# Game 7: Charlotte Bobcats vs. New Orleans Hornets (11/14/06)



## nutmeged3 (Apr 11, 2005)

Charlotte Bobcats (1-5) vs. New Orleans Hornets (4-3)
Ford Center
Tuesday 11/15/2006 - 8:00pm
TV - News 14 Carolina

*BOBCATS UPDATE: * 
On a three-game losing streak, the Bobcats have become surprisingly sloppy with the ball. They committed a team-record 29 turnovers Sunday against Denver, negating the progress they've made shooting and defending this season.

*HORNETS UPDATE: * 
The team formerly known as "Charlotte" went on a buying spree over the summer. It added free agent Peja Stojakovic and traded for Tyson Chandler, assuming huge financial obligations to both players. This is still George Shinn's team, right?

Expected Starting Lineups
Bobcats




































Hornets





































*KEY MATCHUP:*
Raymond Felton vs. Chris Paul















The best rookie all last season (Paul) vs. the best rookie, maybe, the last three months of the season (Felton). Paul dominated both meetings with the Bobcats last season, and Felton wants to even the score against his fellow ACC alum.​


----------



## nutmeged3 (Apr 11, 2005)

Starting Lineups
Brevin Knight...Chris Paul
Raymond Felton....Desmond Mason
Adam Morrison....Peja Stojakovic
Gerald Wallace...Brandon Bass
Emeka Okafor....Tyson Chandler

Morrison opens up the game with a transition layup. Okafor already has 2 blocks a minute into the game


----------



## Stefan Nellemoes (Apr 9, 2005)

What's up with G-Force?


----------



## nutmeged3 (Apr 11, 2005)

Cut over his eye, he's getting stiches and is supposed to return 

32-30 with a minute left in the first.


----------



## WaterlooVikings (Oct 31, 2006)

lets go *CATS!*


----------



## nutmeged3 (Apr 11, 2005)

We are actually playing good other then it taking Bernie half a quarter to figure out Morrison couldn't guard Peja but atleast Morrison is finally giving something on one side of the floor instead of neither


----------



## nutmeged3 (Apr 11, 2005)

...and once I say that Morrison goes cold


----------



## Diable (Apr 26, 2005)

At least we didn't play like complete crap tonight.Without West the Hornets were really weak inside and Okafor played great again.
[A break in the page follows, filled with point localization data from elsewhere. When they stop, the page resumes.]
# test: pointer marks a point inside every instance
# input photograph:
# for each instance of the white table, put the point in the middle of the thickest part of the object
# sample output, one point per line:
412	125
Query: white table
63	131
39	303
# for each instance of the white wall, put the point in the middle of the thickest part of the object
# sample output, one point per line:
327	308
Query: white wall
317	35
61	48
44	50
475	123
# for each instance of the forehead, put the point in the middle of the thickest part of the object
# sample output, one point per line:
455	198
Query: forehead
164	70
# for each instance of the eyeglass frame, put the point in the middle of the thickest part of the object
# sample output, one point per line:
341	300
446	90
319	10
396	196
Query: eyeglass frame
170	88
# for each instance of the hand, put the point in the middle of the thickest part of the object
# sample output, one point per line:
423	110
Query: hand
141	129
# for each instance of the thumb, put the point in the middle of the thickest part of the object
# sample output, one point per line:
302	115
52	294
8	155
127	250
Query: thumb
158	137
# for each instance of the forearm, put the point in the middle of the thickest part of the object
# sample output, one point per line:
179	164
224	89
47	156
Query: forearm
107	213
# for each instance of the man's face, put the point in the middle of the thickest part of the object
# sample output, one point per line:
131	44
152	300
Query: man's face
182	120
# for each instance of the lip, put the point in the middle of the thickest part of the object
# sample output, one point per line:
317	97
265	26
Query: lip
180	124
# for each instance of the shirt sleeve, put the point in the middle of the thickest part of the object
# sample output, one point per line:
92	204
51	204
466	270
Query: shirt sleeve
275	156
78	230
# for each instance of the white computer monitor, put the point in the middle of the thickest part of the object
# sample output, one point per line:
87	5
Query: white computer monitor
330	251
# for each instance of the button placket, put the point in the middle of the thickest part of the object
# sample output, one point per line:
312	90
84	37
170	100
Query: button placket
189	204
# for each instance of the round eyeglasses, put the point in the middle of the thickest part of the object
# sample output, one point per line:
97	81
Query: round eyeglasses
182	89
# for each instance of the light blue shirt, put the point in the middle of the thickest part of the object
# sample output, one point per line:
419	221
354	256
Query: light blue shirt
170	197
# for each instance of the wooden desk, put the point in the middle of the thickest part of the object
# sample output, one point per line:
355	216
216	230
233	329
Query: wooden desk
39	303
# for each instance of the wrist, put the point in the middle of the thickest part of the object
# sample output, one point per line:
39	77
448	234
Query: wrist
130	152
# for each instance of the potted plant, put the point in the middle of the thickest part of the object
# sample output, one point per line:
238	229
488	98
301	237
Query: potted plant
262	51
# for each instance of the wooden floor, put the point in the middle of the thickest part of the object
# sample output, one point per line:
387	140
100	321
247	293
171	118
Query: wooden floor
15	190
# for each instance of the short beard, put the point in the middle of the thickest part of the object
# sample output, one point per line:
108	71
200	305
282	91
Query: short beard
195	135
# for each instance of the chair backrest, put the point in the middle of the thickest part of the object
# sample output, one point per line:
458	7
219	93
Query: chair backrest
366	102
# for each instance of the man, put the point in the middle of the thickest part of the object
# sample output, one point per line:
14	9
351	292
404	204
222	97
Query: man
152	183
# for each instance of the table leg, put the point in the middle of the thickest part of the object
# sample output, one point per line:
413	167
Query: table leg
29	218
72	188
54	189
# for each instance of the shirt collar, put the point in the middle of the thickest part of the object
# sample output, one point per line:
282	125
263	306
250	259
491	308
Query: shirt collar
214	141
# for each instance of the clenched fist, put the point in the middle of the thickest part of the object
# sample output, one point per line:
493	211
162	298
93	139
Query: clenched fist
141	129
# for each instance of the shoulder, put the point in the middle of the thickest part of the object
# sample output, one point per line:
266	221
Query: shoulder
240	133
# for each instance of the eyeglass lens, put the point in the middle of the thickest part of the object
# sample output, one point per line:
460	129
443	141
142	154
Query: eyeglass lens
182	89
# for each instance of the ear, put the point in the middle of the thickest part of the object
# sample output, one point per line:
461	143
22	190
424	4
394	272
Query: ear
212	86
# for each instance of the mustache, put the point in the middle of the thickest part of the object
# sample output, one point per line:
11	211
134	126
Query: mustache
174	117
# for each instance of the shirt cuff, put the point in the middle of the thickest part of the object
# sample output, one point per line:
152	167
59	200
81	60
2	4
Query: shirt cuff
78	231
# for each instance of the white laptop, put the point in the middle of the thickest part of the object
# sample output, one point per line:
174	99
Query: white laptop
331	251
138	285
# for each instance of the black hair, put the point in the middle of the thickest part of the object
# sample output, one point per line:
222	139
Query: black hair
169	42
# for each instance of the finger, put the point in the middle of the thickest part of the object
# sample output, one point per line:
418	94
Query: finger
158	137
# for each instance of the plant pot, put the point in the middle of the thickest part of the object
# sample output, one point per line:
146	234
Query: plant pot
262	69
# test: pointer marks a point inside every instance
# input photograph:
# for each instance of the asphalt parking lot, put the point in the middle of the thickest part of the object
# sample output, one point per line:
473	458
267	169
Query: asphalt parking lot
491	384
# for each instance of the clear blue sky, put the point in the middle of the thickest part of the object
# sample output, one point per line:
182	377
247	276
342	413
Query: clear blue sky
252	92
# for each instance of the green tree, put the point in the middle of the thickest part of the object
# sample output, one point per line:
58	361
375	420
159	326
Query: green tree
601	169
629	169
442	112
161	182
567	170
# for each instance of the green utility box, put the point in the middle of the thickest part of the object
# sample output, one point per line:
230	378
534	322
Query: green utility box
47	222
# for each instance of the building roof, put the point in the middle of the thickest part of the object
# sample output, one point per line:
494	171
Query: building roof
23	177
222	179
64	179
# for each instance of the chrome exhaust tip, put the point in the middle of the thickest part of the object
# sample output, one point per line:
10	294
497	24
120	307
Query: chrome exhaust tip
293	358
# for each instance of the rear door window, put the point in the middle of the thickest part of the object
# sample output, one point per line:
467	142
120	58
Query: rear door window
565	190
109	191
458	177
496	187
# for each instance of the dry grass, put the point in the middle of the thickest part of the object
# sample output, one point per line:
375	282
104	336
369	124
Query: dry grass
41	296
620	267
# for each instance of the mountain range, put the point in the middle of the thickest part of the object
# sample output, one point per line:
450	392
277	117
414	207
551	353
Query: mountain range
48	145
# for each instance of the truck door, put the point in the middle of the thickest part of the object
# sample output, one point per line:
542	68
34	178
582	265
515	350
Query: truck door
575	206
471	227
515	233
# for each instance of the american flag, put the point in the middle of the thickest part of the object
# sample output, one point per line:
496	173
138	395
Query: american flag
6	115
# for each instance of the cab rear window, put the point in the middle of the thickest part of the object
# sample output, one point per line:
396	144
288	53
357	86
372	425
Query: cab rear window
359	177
It's pretty obvious that Morrison is just incapable of guarding any veteran scorer.Stojakovic wasn't the only one abusing him tonight.The Hornets just gave the ball to whoever he was on and went right at him.The guy he was guarding had to score something like 40 points at least.Without that the Hornets probably wouldn't have won.


----------



## nutmeged3 (Apr 11, 2005)

Wow, this was a 2 point game with like 3 minutes left and then the Hornets just ran away with it. Morrison's going to have to start going for 30 a game to be a plus on the court since it looks like hes always going to give up that much or more every night.


----------



## rainman (Jul 15, 2002)

Diable said:


> At least we didn't play like complete crap tonight.Without West the Hornets were really weak inside and Okafor played great again.
> 
> It's pretty obvious that Morrison is just incapable of guarding any veteran scorer.Stojakovic wasn't the only one abusing him tonight.The Hornets just gave the ball to whoever he was on and went right at him.The guy he was guarding had to score something like 40 points at least.Without that the Hornets probably wouldn't have won.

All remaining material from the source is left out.